La revanche d'Uribe, 02/10/16

« La voix de la raison (devrait) malgré tout l’emporter », ai-je conclu un peu vite une semaine avant le référendum colombien. Elle ne l’a pas fait : comme lors du vote du Brexit, le populisme a triomphé en déjouant tous les pronostics et, comme David Cameron, Juan Manuel Santos a joué avec le feu…

Bogotá, 02/10/16, 21 h

Comment expliquer qu’après des sondages donnant de 55 à 65 % au Sí, le No l’ait emporté par 50,2 % ?
El Espectador note que le cyclone Matthew a empêché de voter 4 millions d’électeurs de la côte caraïbe, favorable au Sí. Ceci a pu suffire à le priver des 54 000 voix qui lui ont manqué, mais n’explique pas son effondrement.
Le même quotidien relève que l’abstention est la plus élevée des 22 dernières années : combien d’électeurs favorables au ont cru la partie gagnée d’avance ? combien ont voté No en pensant que cela ne changerait pas le résultat ? Les sondages se sont-ils trompés, ou ont-ils faussé le scrutin ? De fait, l’abstention a été massive sur la côte caraïbe, les îles et l’est amazonien, régions favorables au Sí.

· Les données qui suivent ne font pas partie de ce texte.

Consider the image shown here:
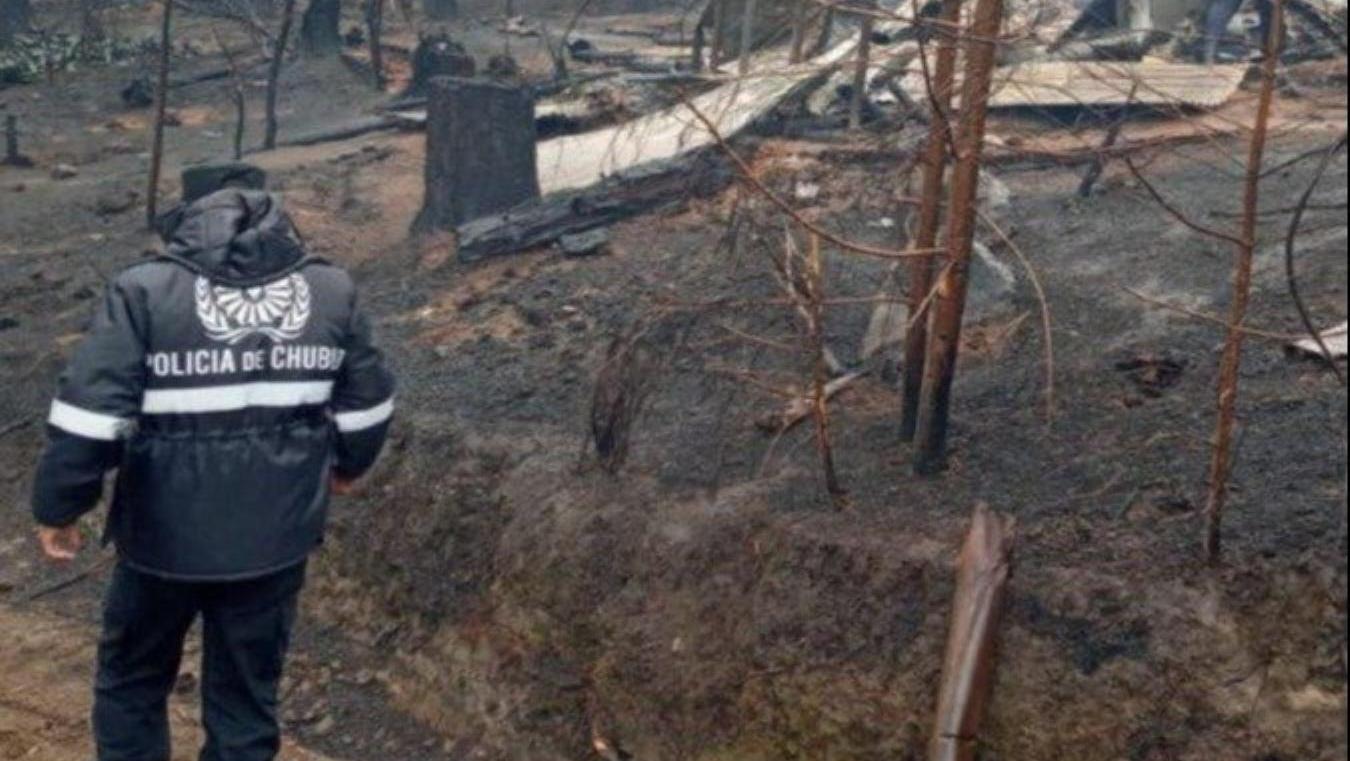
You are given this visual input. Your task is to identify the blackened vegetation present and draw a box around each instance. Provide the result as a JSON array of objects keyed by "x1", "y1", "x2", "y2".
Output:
[
  {"x1": 1114, "y1": 352, "x2": 1187, "y2": 398},
  {"x1": 589, "y1": 317, "x2": 685, "y2": 473},
  {"x1": 1013, "y1": 597, "x2": 1151, "y2": 676}
]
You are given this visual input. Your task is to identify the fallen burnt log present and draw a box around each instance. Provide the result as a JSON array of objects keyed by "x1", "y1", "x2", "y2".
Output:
[
  {"x1": 270, "y1": 114, "x2": 404, "y2": 148},
  {"x1": 569, "y1": 43, "x2": 690, "y2": 74},
  {"x1": 456, "y1": 151, "x2": 732, "y2": 262},
  {"x1": 167, "y1": 57, "x2": 266, "y2": 90}
]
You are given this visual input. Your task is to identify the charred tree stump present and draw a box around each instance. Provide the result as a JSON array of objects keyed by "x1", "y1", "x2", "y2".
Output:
[
  {"x1": 301, "y1": 0, "x2": 342, "y2": 56},
  {"x1": 913, "y1": 0, "x2": 1005, "y2": 475},
  {"x1": 485, "y1": 53, "x2": 520, "y2": 81},
  {"x1": 900, "y1": 0, "x2": 962, "y2": 442},
  {"x1": 3, "y1": 114, "x2": 33, "y2": 167},
  {"x1": 423, "y1": 0, "x2": 458, "y2": 21},
  {"x1": 1, "y1": 0, "x2": 33, "y2": 45},
  {"x1": 405, "y1": 31, "x2": 476, "y2": 97},
  {"x1": 413, "y1": 77, "x2": 540, "y2": 235},
  {"x1": 1204, "y1": 0, "x2": 1283, "y2": 564}
]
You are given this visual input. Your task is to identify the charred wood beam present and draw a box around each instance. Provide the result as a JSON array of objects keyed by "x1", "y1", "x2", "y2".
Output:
[{"x1": 456, "y1": 151, "x2": 732, "y2": 262}]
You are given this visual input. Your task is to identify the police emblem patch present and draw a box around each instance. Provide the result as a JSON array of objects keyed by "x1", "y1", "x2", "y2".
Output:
[{"x1": 195, "y1": 274, "x2": 312, "y2": 344}]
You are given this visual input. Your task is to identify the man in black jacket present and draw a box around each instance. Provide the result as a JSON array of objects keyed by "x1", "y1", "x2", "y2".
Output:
[{"x1": 30, "y1": 175, "x2": 395, "y2": 761}]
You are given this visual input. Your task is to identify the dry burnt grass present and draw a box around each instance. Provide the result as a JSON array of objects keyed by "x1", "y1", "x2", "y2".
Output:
[{"x1": 1, "y1": 24, "x2": 1347, "y2": 761}]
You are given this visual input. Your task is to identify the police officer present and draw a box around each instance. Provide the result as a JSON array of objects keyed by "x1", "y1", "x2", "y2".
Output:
[{"x1": 31, "y1": 166, "x2": 395, "y2": 761}]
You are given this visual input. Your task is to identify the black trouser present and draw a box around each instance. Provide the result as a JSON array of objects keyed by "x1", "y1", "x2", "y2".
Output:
[{"x1": 93, "y1": 560, "x2": 307, "y2": 761}]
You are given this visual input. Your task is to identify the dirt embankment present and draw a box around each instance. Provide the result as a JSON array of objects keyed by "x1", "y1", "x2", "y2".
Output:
[{"x1": 305, "y1": 113, "x2": 1346, "y2": 759}]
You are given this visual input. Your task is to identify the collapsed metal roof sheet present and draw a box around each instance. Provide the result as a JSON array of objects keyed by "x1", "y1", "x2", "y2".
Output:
[{"x1": 985, "y1": 60, "x2": 1250, "y2": 109}]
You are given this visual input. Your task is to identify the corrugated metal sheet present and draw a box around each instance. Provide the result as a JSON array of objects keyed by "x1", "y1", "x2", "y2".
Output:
[{"x1": 986, "y1": 61, "x2": 1249, "y2": 108}]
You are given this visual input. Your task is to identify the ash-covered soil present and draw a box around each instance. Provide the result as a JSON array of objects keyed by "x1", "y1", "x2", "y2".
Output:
[{"x1": 2, "y1": 6, "x2": 1348, "y2": 761}]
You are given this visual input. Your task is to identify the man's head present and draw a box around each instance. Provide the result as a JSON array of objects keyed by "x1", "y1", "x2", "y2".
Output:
[
  {"x1": 157, "y1": 162, "x2": 269, "y2": 243},
  {"x1": 182, "y1": 162, "x2": 268, "y2": 204}
]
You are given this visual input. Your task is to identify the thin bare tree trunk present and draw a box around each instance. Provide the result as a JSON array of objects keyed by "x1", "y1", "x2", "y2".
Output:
[
  {"x1": 900, "y1": 0, "x2": 962, "y2": 442},
  {"x1": 913, "y1": 0, "x2": 1005, "y2": 475},
  {"x1": 1205, "y1": 0, "x2": 1283, "y2": 564},
  {"x1": 81, "y1": 0, "x2": 105, "y2": 39},
  {"x1": 805, "y1": 233, "x2": 847, "y2": 506},
  {"x1": 849, "y1": 8, "x2": 875, "y2": 129},
  {"x1": 212, "y1": 26, "x2": 249, "y2": 160},
  {"x1": 366, "y1": 0, "x2": 386, "y2": 90},
  {"x1": 789, "y1": 0, "x2": 809, "y2": 63},
  {"x1": 710, "y1": 0, "x2": 728, "y2": 68},
  {"x1": 739, "y1": 0, "x2": 759, "y2": 75},
  {"x1": 146, "y1": 0, "x2": 173, "y2": 229},
  {"x1": 263, "y1": 0, "x2": 298, "y2": 150}
]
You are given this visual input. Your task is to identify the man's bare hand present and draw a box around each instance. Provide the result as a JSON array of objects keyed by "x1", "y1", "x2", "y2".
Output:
[
  {"x1": 38, "y1": 524, "x2": 84, "y2": 562},
  {"x1": 331, "y1": 473, "x2": 357, "y2": 496}
]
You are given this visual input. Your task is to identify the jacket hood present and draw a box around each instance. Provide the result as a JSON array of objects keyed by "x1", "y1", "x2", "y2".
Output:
[{"x1": 163, "y1": 189, "x2": 308, "y2": 286}]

Le cœur du pays, relativement moins touché par la guerre, a voté "No"*, 02/10/16

Il reste une raison de fond : l'accord de paix pouvait paraître très favorable aux FARC (amnistie, garanties financières…) et ceci a beaucoup pesé contre lui dans les classes les moins favorisées, les plus sensibles au matraquage populiste. La Silla vacia, qui titre « La Colombie a dit non et reste coupée en deux », estime que le résultat traduit « un rejet et un profond manque de confiance vis-à-vis des FARC ». Telle est bien mon impression. Et pourtant, sur les 81 communes les plus touchées par la guerre, La Silla vacia relève que 67 ont voté Sí, souvent massivement, contre 14 No…
À ces 3 raisons, El Tiempo ajoute de manière moins convaincante le vote urbain (démenti par Bogotá) et le poids personnel d’Álvaro Uribe, principal vainqueur du scrutin.
Interrogé, le chauffeur de taxi qui m’a fait traverser Bogotá m’a répondu : « Je suis content du vote, mais inquiet pour l’avenir ». Il le peut, personne aujourd’hui n’est capable de le prédire…

* Source : La Silla vacia, article cité.